Local Coherence or Global Validity? Investigating RLVR Traces in Math Domains
- URL: http://arxiv.org/abs/2510.18176v1
- Date: Mon, 20 Oct 2025 23:58:31 GMT
- Title: Local Coherence or Global Validity? Investigating RLVR Traces in Math Domains
- Authors: Soumya Rani Samineni, Durgesh Kalwar, Vardaan Gangal, Siddhant Bhambri, Subbarao Kambhampati,
- Abstract summary: Reinforcement Learning with Verifiable Rewards (RLVR)-based post-training of Large Language Models (LLMs) has been shown to improve accuracy on reasoning tasks.<n>We investigate the effect of RL post-training on intermediate tokens which are not directly incentivized.
- Score: 13.626335241662977
- License: http://creativecommons.org/licenses/by/4.0/
- Abstract: Reinforcement Learning with Verifiable Rewards (RLVR)-based post-training of Large Language Models (LLMs) has been shown to improve accuracy on reasoning tasks and continues to attract significant attention. Existing RLVR methods, however, typically treat all tokens uniformly without accounting for token-level advantages.

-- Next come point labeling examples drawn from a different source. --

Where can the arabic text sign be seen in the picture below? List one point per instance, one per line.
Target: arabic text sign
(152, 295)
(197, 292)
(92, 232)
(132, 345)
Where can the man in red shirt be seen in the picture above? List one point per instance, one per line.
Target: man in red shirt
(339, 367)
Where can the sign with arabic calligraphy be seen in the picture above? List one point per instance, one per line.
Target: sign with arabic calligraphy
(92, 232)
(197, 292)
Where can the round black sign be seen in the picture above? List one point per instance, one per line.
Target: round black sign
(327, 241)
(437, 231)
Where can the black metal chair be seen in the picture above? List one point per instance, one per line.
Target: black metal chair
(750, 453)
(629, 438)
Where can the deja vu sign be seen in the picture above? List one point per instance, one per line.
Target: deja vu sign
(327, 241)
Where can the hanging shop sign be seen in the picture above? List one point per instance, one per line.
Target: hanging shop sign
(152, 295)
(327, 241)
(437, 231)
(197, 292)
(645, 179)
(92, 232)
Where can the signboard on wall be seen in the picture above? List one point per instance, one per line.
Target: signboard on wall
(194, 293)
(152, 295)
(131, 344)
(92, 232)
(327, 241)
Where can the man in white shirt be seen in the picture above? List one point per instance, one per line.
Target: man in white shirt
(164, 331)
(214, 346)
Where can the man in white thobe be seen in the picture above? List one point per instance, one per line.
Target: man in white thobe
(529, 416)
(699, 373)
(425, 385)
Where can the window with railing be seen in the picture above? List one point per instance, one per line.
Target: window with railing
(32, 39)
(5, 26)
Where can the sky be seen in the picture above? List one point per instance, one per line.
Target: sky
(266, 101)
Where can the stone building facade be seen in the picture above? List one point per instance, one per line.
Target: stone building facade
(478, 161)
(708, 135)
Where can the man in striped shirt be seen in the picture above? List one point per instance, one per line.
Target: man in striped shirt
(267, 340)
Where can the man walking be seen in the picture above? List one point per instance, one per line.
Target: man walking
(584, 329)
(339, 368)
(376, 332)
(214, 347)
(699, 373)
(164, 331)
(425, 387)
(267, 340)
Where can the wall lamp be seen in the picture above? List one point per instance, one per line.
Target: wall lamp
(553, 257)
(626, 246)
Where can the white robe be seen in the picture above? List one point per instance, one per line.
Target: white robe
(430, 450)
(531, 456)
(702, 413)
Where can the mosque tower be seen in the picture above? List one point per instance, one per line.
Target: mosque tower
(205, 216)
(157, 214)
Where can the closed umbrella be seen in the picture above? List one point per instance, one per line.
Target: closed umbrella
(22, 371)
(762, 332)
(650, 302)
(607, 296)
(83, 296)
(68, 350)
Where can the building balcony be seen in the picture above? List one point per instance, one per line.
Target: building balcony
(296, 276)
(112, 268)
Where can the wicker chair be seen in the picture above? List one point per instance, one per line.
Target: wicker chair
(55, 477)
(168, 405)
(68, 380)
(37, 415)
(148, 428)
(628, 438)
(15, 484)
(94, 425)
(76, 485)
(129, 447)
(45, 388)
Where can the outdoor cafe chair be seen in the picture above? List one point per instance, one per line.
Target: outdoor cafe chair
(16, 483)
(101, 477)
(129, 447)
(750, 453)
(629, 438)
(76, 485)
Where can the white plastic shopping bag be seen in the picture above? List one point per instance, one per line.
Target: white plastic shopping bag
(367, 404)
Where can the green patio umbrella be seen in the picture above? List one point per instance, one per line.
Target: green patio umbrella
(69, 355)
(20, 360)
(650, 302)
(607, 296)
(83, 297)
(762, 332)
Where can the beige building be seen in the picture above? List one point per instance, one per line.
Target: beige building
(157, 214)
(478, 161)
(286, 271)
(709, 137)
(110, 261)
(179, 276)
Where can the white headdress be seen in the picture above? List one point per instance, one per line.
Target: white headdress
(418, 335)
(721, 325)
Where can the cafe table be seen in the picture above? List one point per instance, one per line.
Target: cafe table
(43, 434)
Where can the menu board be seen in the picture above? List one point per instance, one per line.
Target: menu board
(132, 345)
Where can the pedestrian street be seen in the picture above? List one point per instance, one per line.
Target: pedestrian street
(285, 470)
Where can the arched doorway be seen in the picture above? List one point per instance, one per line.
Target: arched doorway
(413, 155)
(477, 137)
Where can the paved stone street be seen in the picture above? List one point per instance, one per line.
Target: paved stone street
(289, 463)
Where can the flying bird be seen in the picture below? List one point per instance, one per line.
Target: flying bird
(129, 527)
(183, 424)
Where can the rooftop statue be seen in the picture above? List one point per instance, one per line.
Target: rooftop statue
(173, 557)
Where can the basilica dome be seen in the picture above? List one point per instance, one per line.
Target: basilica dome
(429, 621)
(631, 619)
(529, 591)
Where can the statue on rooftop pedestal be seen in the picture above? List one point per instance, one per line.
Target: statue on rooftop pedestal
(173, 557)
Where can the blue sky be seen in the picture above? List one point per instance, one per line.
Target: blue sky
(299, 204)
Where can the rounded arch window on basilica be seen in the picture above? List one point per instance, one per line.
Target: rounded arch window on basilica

These methods primarily evaluate performance based on final answer correctness or Pass@K accuracy, and yet make claims about RL post-training leading to improved reasoning traces. This motivates our investigation into the effect of RL post-training on intermediate tokens which are not directly incentivized. To study this, we design an experimental setup using the GRPO algorithm with Qwen-2.5-0.5B model on the GSM8K dataset. We introduce trace coherence, a First-Order Logic (FOL)-based measure to capture the consistency of reasoning steps by identifying errors in the traces. We distinguish between trace validity and trace coherence, noting that the former implies logical soundness while the latter measures local coherence via lack of errors. Our results show that RL post-training overall improves trace coherence with the most significant gains on problems where the base model fails but the RL model succeeds. Surprisingly, RL enhances local coherence without necessarily producing valid or correct solutions. This highlights a crucial distinction: improved local coherence in reasoning steps does not guarantee final answer correctness. We argue that claims of improved reasoning via RL must be examined with care, as these may be based on improved trace coherence, which may not translate into fully valid mathematical proofs.